US President Barack Obama has led international condemnation of Sunday's double suicide bomb attack in Baghdad that killed at least 132 people.
Mr Obama branded the attacks - the worst in more than two years in Iraq - "hateful and destructive".
UK Foreign Secretary David Miliband said they were a "terrible reminder of the threat from violent extremism".
The blasts hit the ministry of justice and a provincial government office near the heavily fortified Green Zone.
Gabriel Gatehouse, BBC News, Baghdad
Sunday's blasts present a problem for President Barack Obama. He wants all combat troops out of Iraq by the end of August, in preparation for a full military withdrawal by 2012.
If the security situation deteriorates, the US military may have to revise this timetable. They will be asking searching questions about Iraq's security forces - are they competent and well enough trained to secure the country and are they immune from infiltration by insurgents?
After Sunday's attacks there will be those who will argue that the answer to both these questions is no.
More than 520 people were also injured when the two car bombs exploded in quick succession at 1030 (0730 GMT) as people headed to work during the rush hour.
The White House said President Obama had spoken to Iraqi PM Nouri Maliki and President Jalal Talabani to pledge his support.
Mr Obama said in a statement: "I strongly condemn these outrageous attacks on the Iraqi people, and send my deepest condolences to those who have lost loved ones.
"These bombings serve no purpose other than the murder of innocent men, women and children, and they only reveal the hateful and destructive agenda of those who would deny the Iraqi people the future that they deserve."
The International Zone, or Green Zone, is the administrative heart of the capital.
The Iraqi authorities said the suicide bombers drove their vehicles into parking bays and detonated them.
Traffic limits in the street were eased six months ago and blast walls repositioned as part of a programme which Mr Maliki said showed progress was being made against insurgents.
Dozens of the dead were said to be staff members of the ministry of justice and Baghdad provincial government.
Mobile footage captures blast in the Iraqi capital
No-one has yet said they carried out the attack.
The BBC's Gabriel Gatehouse in Baghdad says that hours after the explosions, rescue workers were still sifting through the rubble and the wreckage, looking for bodies and survivors.

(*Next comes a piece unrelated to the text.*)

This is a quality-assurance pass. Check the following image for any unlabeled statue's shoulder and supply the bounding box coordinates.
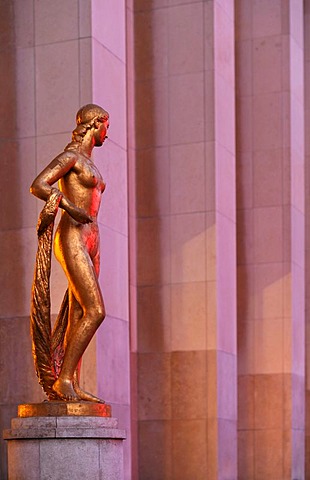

DEADLIEST ATTACKS SINCE 2003
Aug 2007: More than 500 killed in attacks on villages near Sinjar
Jul 2007: 150 killed in truck bombing in Tuz Khurmato
Apr 2007: 191 killed in car bombings in Baghdad
Mar 2007: 152 killed in truck bombing in Tal Afar
Feb 2007: 135 killed in truck bombing in Baghdad
Nov 2006: 202 killed in multiple blasts in Baghdad
Mar 2004: 171 killed in bombings in Baghdad and Karbala
Hospitals struggled to deal with the wounded as ambulances brought in more and more casualties.
After Mr Maliki visited the scene he blamed al-Qaeda and supporters of former president Saddam Hussein.
"These cowardly terrorist attacks must not affect the determination of the Iraqi people to continue their struggle against the remnants of the dismantled regime and al-Qaeda terrorists," he said.
Overall, violence has dropped dramatically in Iraq compared to a year ago, although sporadic attacks still continue in several parts of the country.
But our correspondent says there are fears that violence may increase as the country heads towards parliamentary elections scheduled for the beginning of next year.
The bombs went off as senior politicians were meeting in central Baghdad to try to break the deadlock over a draft law that would enable elections to take place in January.
The meeting ended without agreement, but will re-convene on Monday.
Last week the Iraqi parliament failed to meet a deadline to pass the legislation because of differences on a number of issues, among them whether to tell voters which candidates are on the party lists.